Hi,
Due to the constraints of Tensorflow I decided to port my code to PyTorch. In doing so I chose Ignite as my framework.
Overall I nearly finished the porting, but my network is 10 times slower in PyTorch and I cannot figure out why.

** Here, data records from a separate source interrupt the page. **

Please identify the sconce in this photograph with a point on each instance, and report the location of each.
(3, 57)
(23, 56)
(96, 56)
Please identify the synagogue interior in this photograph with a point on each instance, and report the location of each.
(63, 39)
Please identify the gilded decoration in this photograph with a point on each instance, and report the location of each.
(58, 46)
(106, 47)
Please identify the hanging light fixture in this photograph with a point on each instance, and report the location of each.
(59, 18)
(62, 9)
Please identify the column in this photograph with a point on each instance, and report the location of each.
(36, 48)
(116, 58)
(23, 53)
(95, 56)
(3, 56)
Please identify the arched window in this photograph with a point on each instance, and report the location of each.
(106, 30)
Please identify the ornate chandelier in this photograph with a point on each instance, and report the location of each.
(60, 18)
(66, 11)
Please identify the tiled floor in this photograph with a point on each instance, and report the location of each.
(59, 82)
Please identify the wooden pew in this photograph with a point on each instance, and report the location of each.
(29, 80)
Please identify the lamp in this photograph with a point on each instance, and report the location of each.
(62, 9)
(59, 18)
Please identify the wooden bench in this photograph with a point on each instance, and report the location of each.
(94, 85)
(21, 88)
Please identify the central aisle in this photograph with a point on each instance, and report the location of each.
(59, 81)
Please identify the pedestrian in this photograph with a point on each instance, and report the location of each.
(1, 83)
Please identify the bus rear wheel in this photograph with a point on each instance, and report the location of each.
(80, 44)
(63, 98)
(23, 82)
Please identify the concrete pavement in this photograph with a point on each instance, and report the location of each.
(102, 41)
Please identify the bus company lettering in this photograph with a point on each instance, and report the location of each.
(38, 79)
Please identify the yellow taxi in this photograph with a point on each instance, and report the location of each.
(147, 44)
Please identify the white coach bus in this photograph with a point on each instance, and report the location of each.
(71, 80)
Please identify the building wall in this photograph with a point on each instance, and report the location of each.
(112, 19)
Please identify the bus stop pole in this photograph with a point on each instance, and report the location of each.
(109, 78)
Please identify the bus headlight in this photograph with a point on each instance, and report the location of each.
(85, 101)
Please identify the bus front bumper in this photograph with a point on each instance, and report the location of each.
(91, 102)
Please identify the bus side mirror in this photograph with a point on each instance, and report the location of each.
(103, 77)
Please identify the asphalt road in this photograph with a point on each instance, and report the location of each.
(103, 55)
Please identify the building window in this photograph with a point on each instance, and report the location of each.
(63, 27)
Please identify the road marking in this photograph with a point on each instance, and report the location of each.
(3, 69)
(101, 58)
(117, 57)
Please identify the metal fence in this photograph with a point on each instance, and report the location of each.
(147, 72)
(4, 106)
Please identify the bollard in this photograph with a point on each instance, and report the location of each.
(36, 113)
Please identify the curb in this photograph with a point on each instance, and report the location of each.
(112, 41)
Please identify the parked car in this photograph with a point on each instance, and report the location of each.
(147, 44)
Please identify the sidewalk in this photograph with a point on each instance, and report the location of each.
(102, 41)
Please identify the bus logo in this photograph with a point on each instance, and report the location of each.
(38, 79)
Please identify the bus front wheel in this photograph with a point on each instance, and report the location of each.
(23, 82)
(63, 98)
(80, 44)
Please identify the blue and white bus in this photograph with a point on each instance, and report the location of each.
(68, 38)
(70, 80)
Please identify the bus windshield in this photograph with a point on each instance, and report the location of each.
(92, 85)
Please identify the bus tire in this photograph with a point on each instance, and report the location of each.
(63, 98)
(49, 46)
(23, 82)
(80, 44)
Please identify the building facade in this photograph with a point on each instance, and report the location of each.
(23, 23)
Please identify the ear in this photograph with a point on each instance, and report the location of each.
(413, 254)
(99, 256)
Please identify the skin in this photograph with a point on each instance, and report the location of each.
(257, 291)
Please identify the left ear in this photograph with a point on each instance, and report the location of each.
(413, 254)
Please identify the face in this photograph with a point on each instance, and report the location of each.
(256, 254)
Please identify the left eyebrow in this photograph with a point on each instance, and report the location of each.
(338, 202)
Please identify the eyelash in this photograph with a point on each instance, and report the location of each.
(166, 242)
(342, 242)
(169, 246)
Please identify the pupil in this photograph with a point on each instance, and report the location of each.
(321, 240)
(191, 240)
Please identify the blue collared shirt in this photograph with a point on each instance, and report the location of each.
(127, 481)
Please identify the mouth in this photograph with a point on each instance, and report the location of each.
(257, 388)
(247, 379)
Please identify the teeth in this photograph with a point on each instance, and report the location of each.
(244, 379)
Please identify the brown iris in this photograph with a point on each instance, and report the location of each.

I have briefly discussed it in this github issue and I ran profiling with APEX’s PyProf and I uploaded the output in my git repo.
There are the following profilings done:
- net_independent.sql.gz - which was run on the profiling.py with the start-stop flags of PyProf
- net_independent.dict.gz - which was run on the profiling.py without the start-stop flags of PyProf and I also parsed it from an SQL to a dict as per PyProf’s examples.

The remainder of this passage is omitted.